‘Thus at Babylon every woman, whether rich or poor, had once in her life to submit to the embraces of a stranger at the temple of Astarte....’
Frazer, Golden Bough.
‘Ook nu weer gaan de gouden verten glanzen,
Waarheen, als steeds ten avond, nu uw blik weer dwaalt:
Daar spreidt zich in wijde vergezichten het korenland,
Dat mijn is, naar ge weet,
Tot waar ginds de zon vergoudend nederdaalt.
Uw vreemde schoone oogen zien
Naar lang-verleden dingen, die mijn oogen niet zagen....
Ge moet niet weenen, nu. Ge weet, dat ge mij kunt vragen
Der schatten velerlei, de roodgepurperde, paarsomgloeide,
Of goud-overglansde....
Maar meer dan door ambergeur en gaas omvaagd
Zijt gij. door vroegere dingen, van mij ongeweten.

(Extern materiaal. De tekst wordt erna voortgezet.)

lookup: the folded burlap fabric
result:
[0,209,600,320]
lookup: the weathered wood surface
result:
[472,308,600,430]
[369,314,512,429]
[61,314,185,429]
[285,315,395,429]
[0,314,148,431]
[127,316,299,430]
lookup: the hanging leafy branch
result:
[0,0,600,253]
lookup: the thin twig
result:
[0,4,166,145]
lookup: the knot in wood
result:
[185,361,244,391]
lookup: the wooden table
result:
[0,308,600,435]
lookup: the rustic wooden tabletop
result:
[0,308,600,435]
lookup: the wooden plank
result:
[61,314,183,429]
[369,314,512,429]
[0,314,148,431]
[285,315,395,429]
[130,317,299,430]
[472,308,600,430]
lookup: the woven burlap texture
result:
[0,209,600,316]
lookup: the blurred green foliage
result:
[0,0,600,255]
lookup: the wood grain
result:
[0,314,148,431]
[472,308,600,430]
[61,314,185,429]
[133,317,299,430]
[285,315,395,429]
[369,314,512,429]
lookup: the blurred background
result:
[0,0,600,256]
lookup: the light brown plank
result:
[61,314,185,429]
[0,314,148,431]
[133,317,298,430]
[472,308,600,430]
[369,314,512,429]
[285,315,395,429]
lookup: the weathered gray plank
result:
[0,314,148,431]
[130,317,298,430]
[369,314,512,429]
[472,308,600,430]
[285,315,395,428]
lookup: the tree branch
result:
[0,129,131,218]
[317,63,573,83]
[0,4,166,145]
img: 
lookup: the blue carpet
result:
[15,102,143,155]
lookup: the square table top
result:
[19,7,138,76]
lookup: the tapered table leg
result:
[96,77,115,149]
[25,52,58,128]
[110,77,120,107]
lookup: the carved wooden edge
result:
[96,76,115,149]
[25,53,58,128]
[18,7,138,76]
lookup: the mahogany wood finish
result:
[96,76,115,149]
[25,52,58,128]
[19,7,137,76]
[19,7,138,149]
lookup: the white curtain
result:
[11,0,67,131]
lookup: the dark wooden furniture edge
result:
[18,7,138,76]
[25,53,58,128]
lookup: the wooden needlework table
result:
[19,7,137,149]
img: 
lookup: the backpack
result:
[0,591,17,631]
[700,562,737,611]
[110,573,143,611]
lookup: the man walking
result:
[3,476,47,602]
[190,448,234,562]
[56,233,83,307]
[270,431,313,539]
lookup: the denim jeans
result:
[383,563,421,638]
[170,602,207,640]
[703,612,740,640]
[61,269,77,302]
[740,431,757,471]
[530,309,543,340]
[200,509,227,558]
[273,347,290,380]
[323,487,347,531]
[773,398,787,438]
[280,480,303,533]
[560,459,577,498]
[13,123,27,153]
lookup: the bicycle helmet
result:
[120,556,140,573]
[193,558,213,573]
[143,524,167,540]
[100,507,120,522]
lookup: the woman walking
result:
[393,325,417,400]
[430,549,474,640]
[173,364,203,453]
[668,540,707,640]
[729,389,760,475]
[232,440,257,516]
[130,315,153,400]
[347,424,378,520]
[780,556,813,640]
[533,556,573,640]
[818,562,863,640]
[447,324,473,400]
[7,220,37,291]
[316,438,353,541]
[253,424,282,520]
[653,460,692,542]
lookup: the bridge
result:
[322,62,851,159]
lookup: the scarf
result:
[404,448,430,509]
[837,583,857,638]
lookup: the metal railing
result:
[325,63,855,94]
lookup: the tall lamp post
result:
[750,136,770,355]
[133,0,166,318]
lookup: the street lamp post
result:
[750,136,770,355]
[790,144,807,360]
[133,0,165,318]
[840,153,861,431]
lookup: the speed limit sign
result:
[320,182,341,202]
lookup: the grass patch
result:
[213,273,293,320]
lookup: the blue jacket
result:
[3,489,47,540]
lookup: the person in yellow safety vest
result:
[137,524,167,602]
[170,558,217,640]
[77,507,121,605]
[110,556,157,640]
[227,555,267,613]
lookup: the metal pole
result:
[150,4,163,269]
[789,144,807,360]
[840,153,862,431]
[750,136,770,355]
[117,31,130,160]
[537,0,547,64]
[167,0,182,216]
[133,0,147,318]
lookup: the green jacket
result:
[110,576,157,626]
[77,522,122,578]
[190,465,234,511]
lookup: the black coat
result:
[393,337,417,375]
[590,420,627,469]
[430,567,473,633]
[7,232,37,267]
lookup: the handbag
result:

De droeve stemmingen, die u beroeren
Gaan voor mijn grove ziel verloren....
Waar toeft uw denken, als uw slanke handen
In hun afwezig spel mijn oog bekoren?’
[pagina 130]
[p. 130]
‘Heer, veel dingen bleven beter diep verzwegen....
Doch daar de milde vrede dezer avondstond
Gespreid ligt over uw gelaat....
Heer, weet, dat eens, toen allerwegen
De maagden trokken naar Astarte's heiligdom,
Waar boven bronzen vaten wierookwolken verijlen gaan
Naar de lichte tuinen, waar zij zacht verdroomen....
Toen bloeiden rozen in Astarte's dreven,
En tusschen rozen werd mij het zoet geheim onthuld.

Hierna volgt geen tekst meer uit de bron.